Canada has had some good prep already.  Known to be a country which allows new immigrants to keep their cultures intact, and a country that has been negotiating Land Claims and First Nation Sovereignty issues, they might start looking at ways they might use their plans for the Final Agreement on Land Claims to accommodate millions of new people looking for a home.  

I know, it’s freaky to think about, but I don’t think it’s far down the road.  

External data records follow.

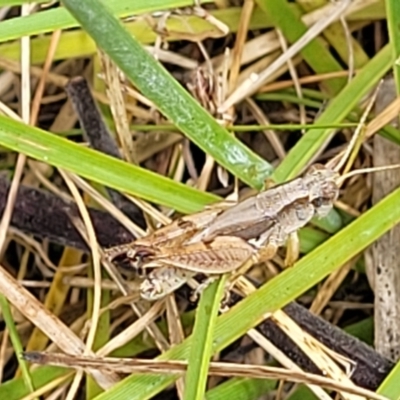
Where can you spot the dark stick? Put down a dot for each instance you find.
(47, 216)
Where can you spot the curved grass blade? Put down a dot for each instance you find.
(201, 350)
(60, 18)
(309, 145)
(276, 293)
(100, 168)
(154, 81)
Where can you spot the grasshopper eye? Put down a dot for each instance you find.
(323, 206)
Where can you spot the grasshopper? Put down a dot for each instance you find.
(221, 239)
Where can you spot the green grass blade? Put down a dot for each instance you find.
(315, 53)
(60, 18)
(276, 293)
(16, 342)
(154, 81)
(201, 350)
(393, 19)
(99, 167)
(241, 389)
(336, 111)
(390, 386)
(41, 376)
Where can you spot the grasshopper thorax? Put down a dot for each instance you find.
(323, 188)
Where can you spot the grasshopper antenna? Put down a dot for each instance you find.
(342, 178)
(352, 149)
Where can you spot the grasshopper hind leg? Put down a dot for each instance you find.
(163, 281)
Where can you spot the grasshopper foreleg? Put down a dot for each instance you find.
(163, 281)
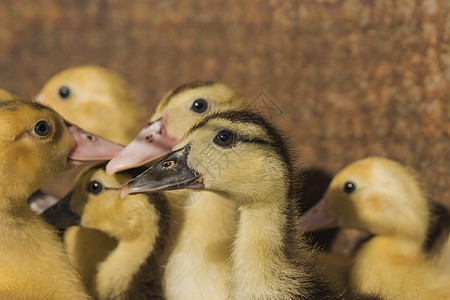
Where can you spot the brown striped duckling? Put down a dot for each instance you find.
(245, 160)
(203, 244)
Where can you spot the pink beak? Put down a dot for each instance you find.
(318, 217)
(90, 147)
(151, 143)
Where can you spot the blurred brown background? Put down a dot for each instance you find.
(345, 78)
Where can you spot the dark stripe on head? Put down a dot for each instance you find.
(12, 104)
(438, 229)
(277, 140)
(187, 86)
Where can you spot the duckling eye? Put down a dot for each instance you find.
(42, 128)
(349, 187)
(199, 106)
(224, 138)
(94, 187)
(64, 92)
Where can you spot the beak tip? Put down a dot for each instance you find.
(125, 191)
(110, 170)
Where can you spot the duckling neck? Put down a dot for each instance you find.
(202, 248)
(265, 257)
(131, 261)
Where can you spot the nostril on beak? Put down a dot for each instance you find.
(91, 137)
(149, 138)
(168, 164)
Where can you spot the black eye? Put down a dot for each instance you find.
(64, 92)
(199, 106)
(224, 138)
(42, 128)
(94, 187)
(349, 187)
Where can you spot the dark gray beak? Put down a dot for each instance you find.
(60, 215)
(170, 173)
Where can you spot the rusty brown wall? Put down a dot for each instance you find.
(350, 78)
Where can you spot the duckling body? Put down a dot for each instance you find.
(5, 95)
(198, 267)
(249, 165)
(407, 258)
(101, 102)
(142, 226)
(35, 144)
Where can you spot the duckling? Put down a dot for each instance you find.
(408, 255)
(101, 102)
(95, 98)
(5, 95)
(35, 144)
(203, 244)
(241, 157)
(141, 224)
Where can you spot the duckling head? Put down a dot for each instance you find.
(376, 195)
(95, 203)
(37, 143)
(88, 96)
(233, 153)
(177, 111)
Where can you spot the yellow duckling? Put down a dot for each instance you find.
(140, 223)
(203, 244)
(101, 102)
(408, 256)
(241, 157)
(35, 144)
(95, 98)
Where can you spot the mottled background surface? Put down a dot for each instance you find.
(345, 78)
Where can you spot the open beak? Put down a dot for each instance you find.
(170, 173)
(318, 217)
(151, 143)
(90, 147)
(60, 215)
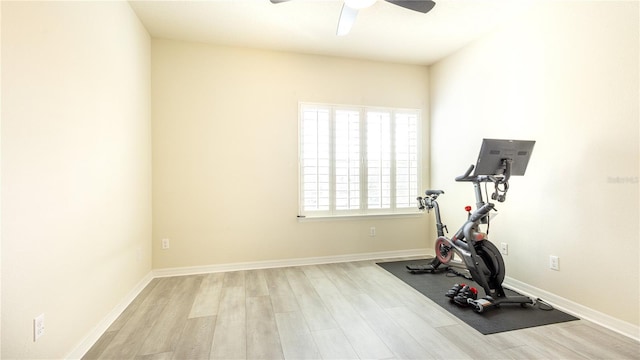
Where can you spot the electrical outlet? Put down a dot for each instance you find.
(38, 327)
(504, 248)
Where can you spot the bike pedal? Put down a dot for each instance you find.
(467, 293)
(451, 293)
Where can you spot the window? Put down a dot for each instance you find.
(358, 160)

Immigration is about the resettlement of one or two families at a time, not whole cultures.  Refugees from Darfur come closer as a model.  Look at how that played out.  4 Million people were displaced in Sudan, and into Chad.  People escaping destruction.  They are still recovering, even as half of those people have returned home.  But what happens when it’s the whole nation and they can’t go back?  What do you do about their governments, their cultures, their possessions, integrating them into the workforce?  Can we wait to think about this?   Or will we have to build our own crudely-constructed District 9?  We are used to solving these problems by solving the political conflicts within a country—but water doesn’t recognize diplomacy.

2 thoughts on “Preparing us for the Era of Displaced Peoples: District 9

  1. Kater September 7, 2009 / 9:59

    I just saw this, since you recommended it so highly. I loved the documentary aesthetic. I had to remind myself that they were actors.